Red Road Pizza Company
Since food trucks became popular, there are more and more of them slinging slices all around the country. Red Road Pizza in Oregon travels between Redmond and Bend, bringing its creative pizzas to wherever will have them. Scope out a seat wherever they land and try pies like the Chicken Choke with pesto and artichokes or the Spicy Jah with different kinds of peppers.
All Good Pizza has no building. Instead, the kitchen is in a trailer and diners eat at picnic tables in the wood chip-covered lot where it’s parked. It’s got a Bohemian vibe and camping-like amenities, including porta-potties. Pizzas are Neapolitan style and cooked in a brick oven with toppings like Louisiana hot links with cherry peppers or pesto and salami. Right now a patio is available for outdoor dining during the pandemic.
Raleigh, North Carolina
Located in a strip mall, Gino’s Pizza is a small shop with a few tables, some ramshackle decorations, and a checkerboard floor. They serve New York-style pizza in whole pies and slices, including a lasagna version with ricotta, ground beef, and sausage. If you have a ton of people to feed, there’s the Big Apple, a 28-inch pizza that’s cut into 16 huge pieces. Currently limited dine-in is available.
A combination convenience store and Italian restaurant serves up traditional and creative pizzas in Maine. Buffalo chicken pizza and a mashed potato, garlic butter, and bacon pizza are popular combinations at Corsetti’s. Check out the menu above the cigarette display, and eat in if you don’t mind being surrounded by racks of snack foods and coffee. Grab a local favorite homemade whoopie pie on the way out.
Alley Cat Pizzeria bills itself as "home of Manchester’s largest pizza" and that’s hard to argue when you can get 20-inch pies. Specialty pizzas all have names like Fat Cat, Maui Cat, and El Gato, and layer handfuls of toppings on a soft, bubbly crust. The storefront digs are small but cute, with red checkered tabletops on the few tables for eat-in.
Jack’s Pizza and Wings
There’s graffiti on the outside of Jack’s, and most places inside, too. Everything is a little grungy and worn at this bar, but the beer is cold and the pizza is hot. The pizza crust is thin and slices are large, so sometimes it can’t hold up to the crazy amount of toppings heaped on. Specialty pizzas are unique, like the mac and cheese or Soul Food with fried chicken, mashed potatoes, collard greens, and gravy.
Brother’s Famous Pizza
The small Brother’s Famous Pizza looks more like a diner than a pizzeria, with a counter to sit at and a few booths along a wall. But check out the letterboard menu and you’ll notice that pizza and grinders are the focus. It’s unlikely that buffalo chicken pizza graced the menu decades ago, but meatball and pepperoni have always been classic options.
Mom’s New York Pizza
After a long hard day laying on Miami Beach, what could be better than a slice of pizza? Mom’s New York Pizza is less than two blocks from the beach, so when you’re done soaking up sun and people watching, head to this strip-mall spot with walls covered in dollar bills. Choose what looks best from the pizzas on display and they’ll heat up a slice for you. Classic pepperoni never goes out of style.

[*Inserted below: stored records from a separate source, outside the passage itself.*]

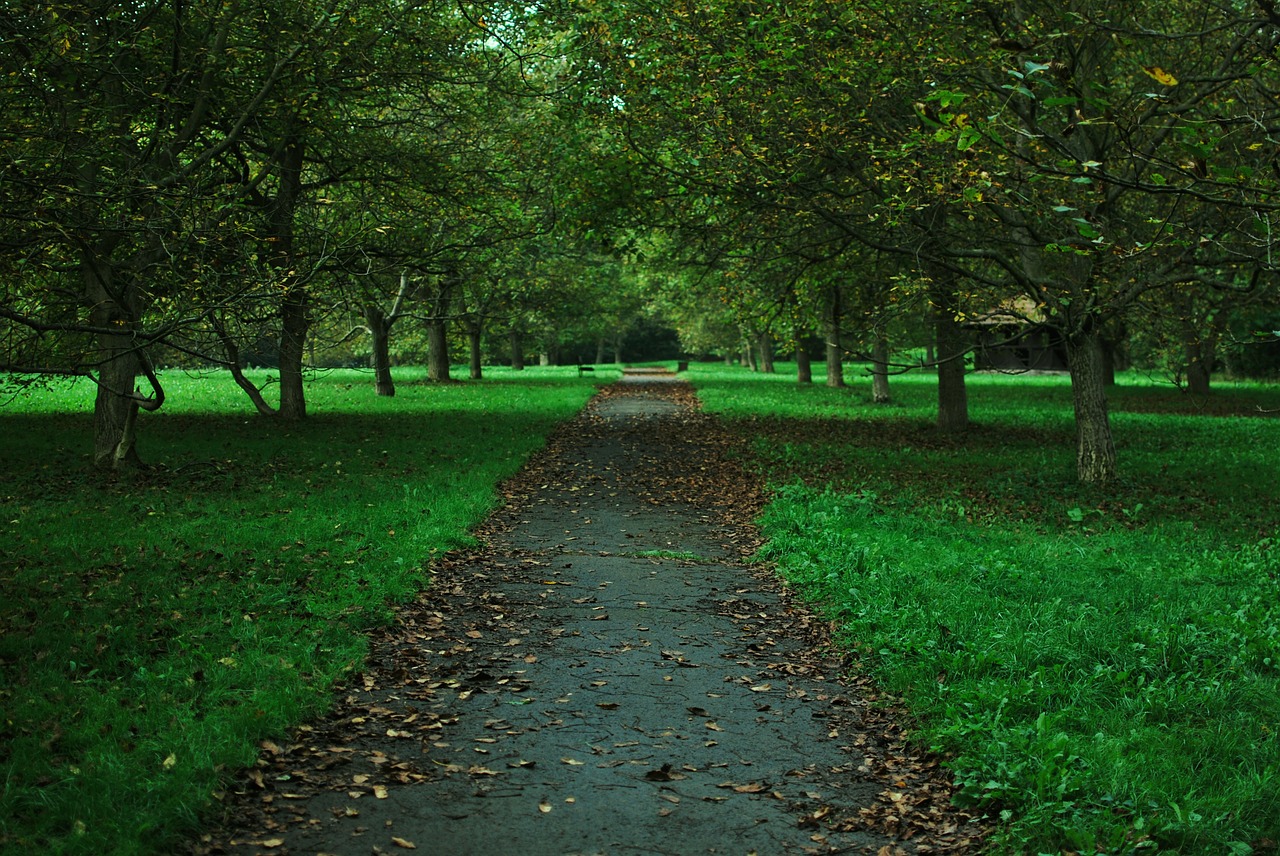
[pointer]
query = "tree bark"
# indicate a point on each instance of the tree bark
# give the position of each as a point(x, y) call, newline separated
point(438, 333)
point(437, 351)
point(114, 408)
point(295, 316)
point(475, 330)
point(764, 342)
point(951, 346)
point(1095, 447)
point(831, 321)
point(804, 369)
point(516, 343)
point(1198, 351)
point(880, 371)
point(232, 351)
point(380, 332)
point(295, 321)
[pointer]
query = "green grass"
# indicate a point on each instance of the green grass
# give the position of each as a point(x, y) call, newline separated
point(156, 627)
point(1100, 665)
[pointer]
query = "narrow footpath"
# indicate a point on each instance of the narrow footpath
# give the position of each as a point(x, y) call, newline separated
point(607, 674)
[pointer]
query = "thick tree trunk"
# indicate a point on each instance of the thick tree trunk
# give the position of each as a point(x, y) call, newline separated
point(114, 408)
point(438, 332)
point(516, 342)
point(764, 343)
point(804, 370)
point(1198, 352)
point(232, 349)
point(295, 320)
point(1095, 447)
point(475, 330)
point(437, 351)
point(380, 358)
point(295, 315)
point(951, 346)
point(831, 323)
point(1109, 361)
point(880, 371)
point(114, 412)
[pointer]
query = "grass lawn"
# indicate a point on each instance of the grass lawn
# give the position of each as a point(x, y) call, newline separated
point(1098, 664)
point(155, 628)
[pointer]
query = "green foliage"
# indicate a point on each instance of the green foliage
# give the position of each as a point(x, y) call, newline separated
point(1098, 667)
point(154, 630)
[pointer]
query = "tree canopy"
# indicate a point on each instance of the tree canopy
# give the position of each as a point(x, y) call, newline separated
point(188, 179)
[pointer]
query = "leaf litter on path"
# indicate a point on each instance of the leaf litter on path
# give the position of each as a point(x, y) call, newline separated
point(727, 705)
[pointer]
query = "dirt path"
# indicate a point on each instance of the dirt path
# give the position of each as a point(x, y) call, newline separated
point(607, 676)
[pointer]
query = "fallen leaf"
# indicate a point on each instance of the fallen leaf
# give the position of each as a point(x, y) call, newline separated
point(1160, 74)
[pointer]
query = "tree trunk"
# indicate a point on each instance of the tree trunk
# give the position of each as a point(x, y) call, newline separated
point(831, 321)
point(1198, 352)
point(437, 351)
point(255, 394)
point(1109, 361)
point(951, 346)
point(880, 371)
point(804, 370)
point(295, 320)
point(114, 410)
point(517, 349)
point(475, 332)
point(1095, 448)
point(438, 332)
point(295, 316)
point(380, 358)
point(764, 342)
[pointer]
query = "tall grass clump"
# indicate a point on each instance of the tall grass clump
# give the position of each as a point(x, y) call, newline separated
point(1100, 667)
point(154, 628)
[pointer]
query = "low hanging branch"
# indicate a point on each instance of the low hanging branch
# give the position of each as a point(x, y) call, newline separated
point(232, 362)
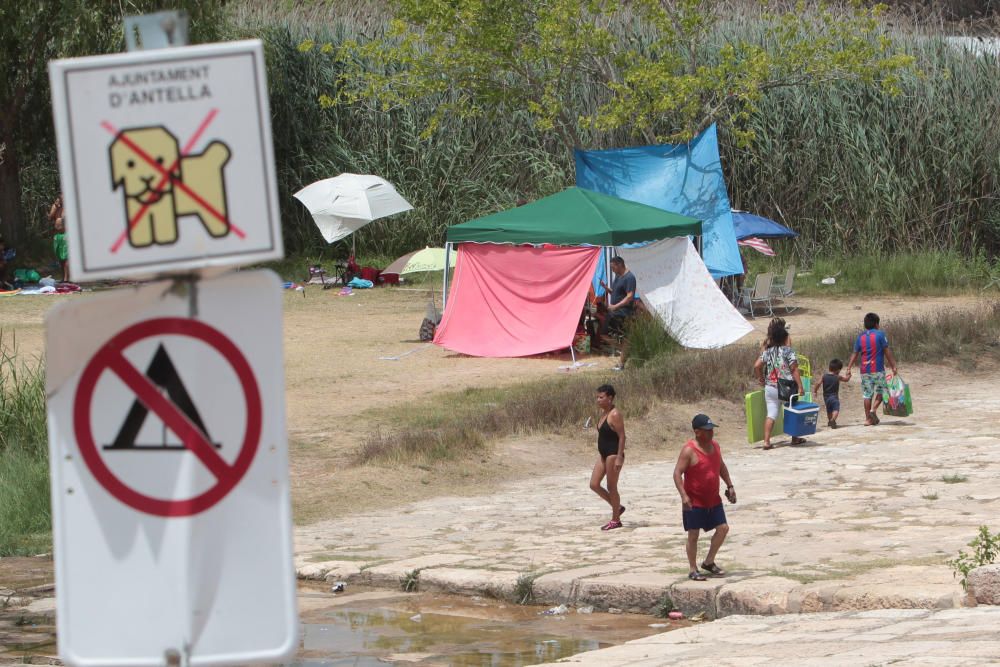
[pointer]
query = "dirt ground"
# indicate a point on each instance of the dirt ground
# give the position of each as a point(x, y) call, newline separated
point(350, 360)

Gina’s Pizza is temporarily closed due to the pandemic, but pizza fans in Fargo are likely willing wait patiently for the local favorite to reopen. The restaurant is located in a bowling alley called The Bowler, so it’s got that homey, old-school dive bar feel right off the bat. A Philly steak version topped with beef sirloin, green peppers, onion, and pepperjack is sure to please.